Protestował na kominie
Dzisiaj po godzinie 7.00 oficer dyżurny miasta odebrał zgłoszenie od kierownika zmiany w hucie przy ulicy Staszica w Sosnowcu, że jeden z pracowników wszedł na 40 metrowy komin usytuowany na terenie zakładu i nic nie wskazuje na to, by miał zamiar z niego zejść.
Dzisiaj po godzinie 7.00 oficer dyżurny miasta odebrał zgłoszenie od kierownika zmiany w hucie przy ulicy Staszica w Sosnowcu , że jeden z pracowników wszedł na 40 metrowy komin usytuowany na terenie zakładu i nic nie wskazuje na to, by miał zamiar z niego zejść.
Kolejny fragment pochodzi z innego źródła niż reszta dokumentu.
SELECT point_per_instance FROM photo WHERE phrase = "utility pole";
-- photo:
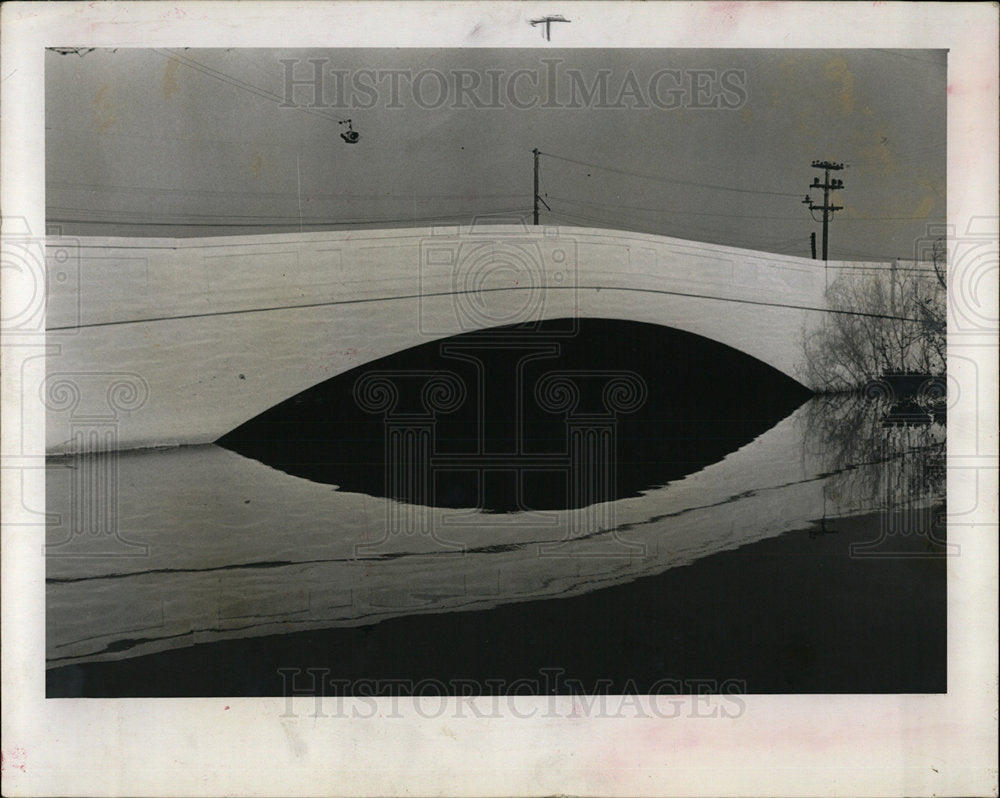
(827, 185)
(535, 151)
Ze wstępnych ustaleń wynikało, że mężczyzna w ten sposób chciał oprotestować grupowe zwolnienia, które mają się rozpocząć w hucie. Na miejsce udali się policyjni negocjatorzy, którzy przez kilka godzin prowadzili z nim rozmowy. Ich zadaniem było zrobić wszystko aby mężczyzna bezpiecznie zszedł z komina. I tak się stało. Po blisko 5 godzinach negocjacji mężczyzna zszedł na ziemię. Pogotowie odwiozło go do szpitala na badanie, po którym został zwolniony.